CONSENT OF BROADHAVEN CAPITAL PARTNERS
 
We hereby consent to the inclusion of our opinion letter dated September 21, 2021, to the Special Committee of the Board of Directors of Sierra Income Corporation (the “Company”) as an Annex E to the Joint Proxy Statement/Prospectus relating to the proposed mergers contained in the Registration Statement on Form N-14, as filed with the Securities and Exchange Commission (the “Proxy/Registration Statement”), and to references to such opinion and the quotation or summarization of such opinion in such Proxy/Registration Statement.
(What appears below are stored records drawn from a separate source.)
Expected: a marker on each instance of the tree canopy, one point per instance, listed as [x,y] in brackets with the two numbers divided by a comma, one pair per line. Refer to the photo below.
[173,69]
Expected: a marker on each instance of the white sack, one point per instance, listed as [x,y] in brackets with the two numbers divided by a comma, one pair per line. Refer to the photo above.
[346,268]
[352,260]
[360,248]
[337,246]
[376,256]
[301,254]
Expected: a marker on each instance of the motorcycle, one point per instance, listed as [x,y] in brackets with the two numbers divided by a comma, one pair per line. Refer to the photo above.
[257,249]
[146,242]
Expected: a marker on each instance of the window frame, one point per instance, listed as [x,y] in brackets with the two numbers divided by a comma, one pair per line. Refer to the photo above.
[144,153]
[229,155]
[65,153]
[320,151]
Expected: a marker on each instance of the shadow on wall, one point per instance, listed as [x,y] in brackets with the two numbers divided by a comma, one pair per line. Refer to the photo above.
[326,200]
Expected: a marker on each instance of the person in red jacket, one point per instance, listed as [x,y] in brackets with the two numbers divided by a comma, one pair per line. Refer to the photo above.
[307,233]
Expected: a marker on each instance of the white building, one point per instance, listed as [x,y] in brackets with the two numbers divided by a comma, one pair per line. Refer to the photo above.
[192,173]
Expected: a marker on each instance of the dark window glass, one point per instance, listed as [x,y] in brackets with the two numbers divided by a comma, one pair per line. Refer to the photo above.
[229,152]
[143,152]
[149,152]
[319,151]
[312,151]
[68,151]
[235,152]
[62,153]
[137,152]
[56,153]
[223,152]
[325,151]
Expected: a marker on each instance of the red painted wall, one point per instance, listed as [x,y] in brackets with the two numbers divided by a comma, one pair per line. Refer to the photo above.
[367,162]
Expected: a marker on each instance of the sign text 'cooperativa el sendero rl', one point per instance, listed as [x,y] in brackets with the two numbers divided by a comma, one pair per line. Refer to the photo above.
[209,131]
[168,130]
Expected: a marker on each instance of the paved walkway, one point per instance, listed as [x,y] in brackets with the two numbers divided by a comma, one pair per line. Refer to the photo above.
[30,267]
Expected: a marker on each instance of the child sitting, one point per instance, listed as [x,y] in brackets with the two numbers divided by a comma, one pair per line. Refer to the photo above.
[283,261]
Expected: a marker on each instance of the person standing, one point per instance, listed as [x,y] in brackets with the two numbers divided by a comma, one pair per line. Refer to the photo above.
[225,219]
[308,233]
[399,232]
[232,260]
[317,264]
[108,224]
In giving such consent, we do not admit that we come within the category of persons whose consent is required under Section 7 of the Securities Act of 1933, as amended (the “Act”), or the rules and regulations of the Securities and Exchange Commission thereunder (the “Regulations”), nor do we admit that we are experts with respect to any part of such Proxy/Registration Statement within the meaning of the term “experts” as used in the Act or the Regulations. Please be advised that (i) our opinion speaks only as of the date thereof, and we are neither updating our opinion nor do we undertake any obligation to do so (ii) further consent would be required in connection with inclusion of our opinion in any amendment to such Proxy/Registration Statement.